My grandmother is an avid mystery reader and had a ton of books she’d already read, and my mother was offloading MG/YA science fiction and fantasy that she’d needed to keep up with what her students were reading, but doesn’t need them now that she’s retired.

Here’s my haul:

Box of Books

Mysteries/Thrillers/Gothic:

  • Lion in the Valley, Elizabeth Peters (1986)
  • The Ipcress File, Len Deighton (1962)
  • A Cold Day for Murder, Dana Stabenow (1992) (haha, her name has “stab” in it)
  • The Man with a Load of Mischief, Martha Grimes (1981)
  • Booked to Die, John Dunning (1992)
  • The Missing Mr. Mosley, John Greenwood (1986)
  • Mosley by Moonlight, John Greenwood (1985)
  • Mists over Mosley, John Greenwood (1986)
  • The Mind of Mr. Mosley, John Greenwood (1987)
  • What, Me, Mr. Mosley?, John Greenwood (1988)
  • Smoke in the Wind, Peter Tremayne (2001)
  • “A” is for Alibi, Sue Grafton (1982)
  • Raven Black, Ann Cleeves (2006)
  • Edwin of the Iron Shoes, Marcia Muller (1977)
  • The Haunted Bookshop, Christopher Morley (1919)
  • The Scapegoat, Daphne du Marnier (1956)

YA/MG Fantasy/Scifi:

  • Uglies, Pretties, Specials (trilogy), Scott Westerfeld (2005-2006)
  • The Vampire Diaries (books 1-4), L. J. Smith (1991)
  • Songs of Power, Hilari Bell (2000)
  • Raven’s Gate, Anthony Horowitz (2005)

Other:

  • From the Mixed-up Files of Mrs. Basil E. Frankweiler, E. L. Konigsburg (children’s, 1967)
  • Lord of Legends, Susan Krinard (romance/fantasy, 2009)
  • The View from Saturday, E. L. Konigsburg (children’s, 1996)
  • The Wanderer, Sharon Creech (MG historical, 2000)

(I really like E. L. Konigsburg. Or I did as a kid.)

What do you think, squiders? Read any of my new acquisitions? Where would you start if you were me?

Low Confidence

It’s recently come to my attention that I’m not as good of a fiction writer as I wish I was. This comes from the sort of things writers run into all the time–a combo of bad reviews, harsh critiques from my writing group, lukewarm response from betas, rejections on short stories–but this time it kind of feels like a wake-up call.

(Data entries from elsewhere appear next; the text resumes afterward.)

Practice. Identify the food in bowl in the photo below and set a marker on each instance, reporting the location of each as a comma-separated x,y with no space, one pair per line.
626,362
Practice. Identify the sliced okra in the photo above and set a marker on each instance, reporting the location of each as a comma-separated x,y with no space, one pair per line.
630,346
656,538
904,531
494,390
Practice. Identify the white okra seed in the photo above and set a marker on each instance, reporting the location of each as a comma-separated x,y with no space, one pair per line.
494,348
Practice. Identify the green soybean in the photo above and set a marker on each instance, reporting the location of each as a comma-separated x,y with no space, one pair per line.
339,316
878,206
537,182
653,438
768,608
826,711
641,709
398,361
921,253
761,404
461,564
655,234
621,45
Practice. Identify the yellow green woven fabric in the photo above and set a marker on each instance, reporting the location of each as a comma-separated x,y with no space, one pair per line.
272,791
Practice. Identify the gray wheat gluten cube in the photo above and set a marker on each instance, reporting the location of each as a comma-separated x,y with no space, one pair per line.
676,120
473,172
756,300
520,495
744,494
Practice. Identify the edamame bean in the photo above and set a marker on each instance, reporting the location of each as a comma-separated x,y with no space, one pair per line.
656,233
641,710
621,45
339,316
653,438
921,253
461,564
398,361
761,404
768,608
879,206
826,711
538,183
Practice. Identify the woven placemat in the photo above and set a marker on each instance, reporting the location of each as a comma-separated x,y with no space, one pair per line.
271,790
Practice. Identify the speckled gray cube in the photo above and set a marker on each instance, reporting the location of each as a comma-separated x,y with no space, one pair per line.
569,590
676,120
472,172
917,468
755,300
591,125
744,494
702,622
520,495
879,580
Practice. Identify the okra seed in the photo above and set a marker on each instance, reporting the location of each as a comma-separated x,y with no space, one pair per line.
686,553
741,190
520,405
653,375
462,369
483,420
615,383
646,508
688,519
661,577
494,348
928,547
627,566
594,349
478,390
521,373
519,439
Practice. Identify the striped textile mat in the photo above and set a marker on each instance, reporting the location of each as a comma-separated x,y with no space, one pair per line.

Of course, there’s a number of ways one can react to finding out that they’re not as good at something as they thought they were:

  1. Give up
  2. Ignore the feedback and continue on doing the same thing
  3. Evaluate weak points and take steps to fix them

I mean, there is always the option that you’re not good at something and that you will never be good at something. Some of us are just not athletic or smart or good at math/languages/common sense…

Though I do hope we’re not at that point.

Anyway, as you can imagine, this hasn’t been great for my self-confidence as of late (also combined with a terminal diagnosis for my cat from my vet and other stresses), but I have managed to take a step back and look at my path moving forward.

  • I have publishing obligations in an anthology and the sequel to City of Hope and Ruin. Those will have to be done. But perhaps I should hold off on submitting short stories and querying agents on other projects until I do some more evaluation.
  • I bought Holly Lisle’s How to Think Sideways course like, ten years ago. I got a few steps in but never finished the process, and perhaps a hands-on course on writing would help me learn some new skills and tools for novel-writing. (Also of note, I took Holly’s How to Write Flash Fiction course a few years back–it’s free and short–and out of the four stories I got out of it, I have sold three, which is pretty damn good on percentages.)
  • I have several writing books that I’ve never touched, both practical ones (such as writing exercises) and craft ones. Maybe now is the time to crack them open.
  • Experimentation might also be in order. I love fantasy–I love to read it, and I love to write it–but maybe it’s not destined to be. My husband thinks I should combine my drawing and writing to try out a few children’s books, which could be fun to do. And I would also like to try my hand at a mystery. It wouldn’t hurt to do something just for fun, too, without worrying about trying to make it marketable.

Any other tips, squiders, for when you’re feeling down and worthless? Thoughts about fixing things?